Я рассчитываю примерные параметры нашего маневра.

– Нужно разогнаться так, чтобы пробить забор, но не свалиться по инерции в канал, – говорю я.

– Какую скорость выбрать? – спрашивает Генри, пытаясь подавить легкую дрожь в голосе.

Я взвешиваю все обстоятельства и делаю предположение, которое кажется более основательным, чем оно есть на самом деле.

– Тридцать миль в час. И поскольку разгон невелик, резко дави на газ. Пробьешь забор, делай резкий поворот влево.

Генри делает глубокий вдох и усаживается максимально удобно.

– Хорошо. Готовы? – наконец спрашивает он.

– Да ДЕЛАЙ уже что-нибудь, в конце концов! – кричит с заднего сиденья Жаки.

– Все. Едем!

И мы стартуем.

Генри давит на педаль газа. Я слышу свист колес, взрывающих землю под машиной. Грузовик рывком бросается вперед. Ускорение вжимает мое тело в заднее сиденье. В одно мгновение мы покрываем расстояние до сетки забора, но перед самым касанием Генри вдруг жмет на тормоза, словно пытается уйти от столкновения – точно так же, как я торможу перед хафпайпом, когда катаюсь на сноуборде.

Но уже слишком поздно. Скорость слишком велика.

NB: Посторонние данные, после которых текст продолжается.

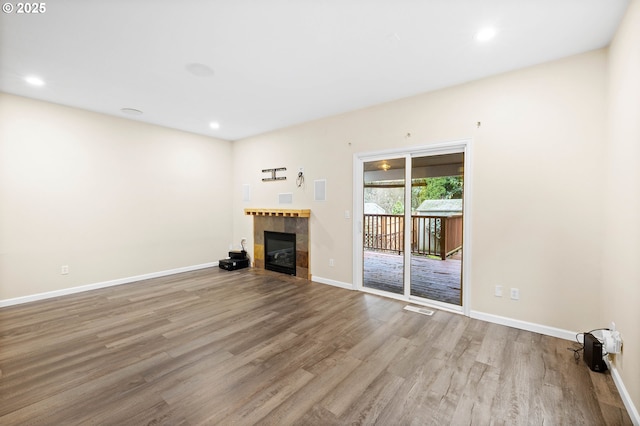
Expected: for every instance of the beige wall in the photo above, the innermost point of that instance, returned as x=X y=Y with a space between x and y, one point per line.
x=537 y=171
x=621 y=283
x=111 y=198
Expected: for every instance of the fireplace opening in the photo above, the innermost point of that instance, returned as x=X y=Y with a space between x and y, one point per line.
x=280 y=252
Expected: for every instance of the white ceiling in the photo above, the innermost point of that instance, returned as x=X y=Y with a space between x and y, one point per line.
x=277 y=63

Мы набрасываемся на сетку забора, но не пробиваем ее. Сетка держит нас, но под тяжестью грузовика начинает медленно наклоняться. Я слышу, как лопаются металлические скобы, крепящие сетку к несущим столбам. Сетка скрипит и лязгает, словно некий дикий музыкальный инструмент, нос машины наклоняется вниз, и перед нами разверзается провал, похожий на провал между двумя гигантскими волнами в штормовом море.

Наклон стенки акведука оказывается более крутым, чем представлялось. «Мы сейчас умрем», – это все, о чем я успеваю подумать. Застыв над обрывом, машина висит в сетке, словно в гамаке, и наконец проваливается вниз. Мы летим по склону акведука, желудок мой взлетает к горлу, и кажется мне, что сейчас меня вырвет.

Но я беру себя в руки. Машина достигает бетонного днища и, ударившись об него бампером, отскакивает, но выравнивается. Ее продолжает трясти, а нас бросает на спинки наших сидений.

Как и было решено, Генри выворачивает руль влево; несколько секунд нас швыряет из стороны в сторону, но, наконец, машина стабилизируется, Генри жмет на газ, и мы скользим по днищу акведука.

Я смотрю в окно. Наш спуск – точь-в-точь спуск серфера по скату волны. После пережитого нами резкого падения мы движемся так мягко и так гладко! Я ловлю себя на том, что готов рассмеяться, а Жаки рядом со мной радостно-возбужденно вопит. И все мы чувствуем облегчение, которое трудно описать словами.

– Это фантастика! – восклицает Гарретт, глядя на Генри восторженными глазами. Но, как бы круто это ни было, мы подвергались серьезной опасности. Если бы мы рухнули в акведук на большей скорости или если бы уклон был круче, мы бы разбились вдребезги.

Генри улыбается; он собой доволен.

– Я знал, что тридцать миль – слишком быстро, – говорит он, словно ударил по тормозам не из страха, а на основе точного расчета. Но я так благодарен судьбе, что жив, что он мог бы рассчитывать на похвалу и за более безумное приземление. Жив – и это главное!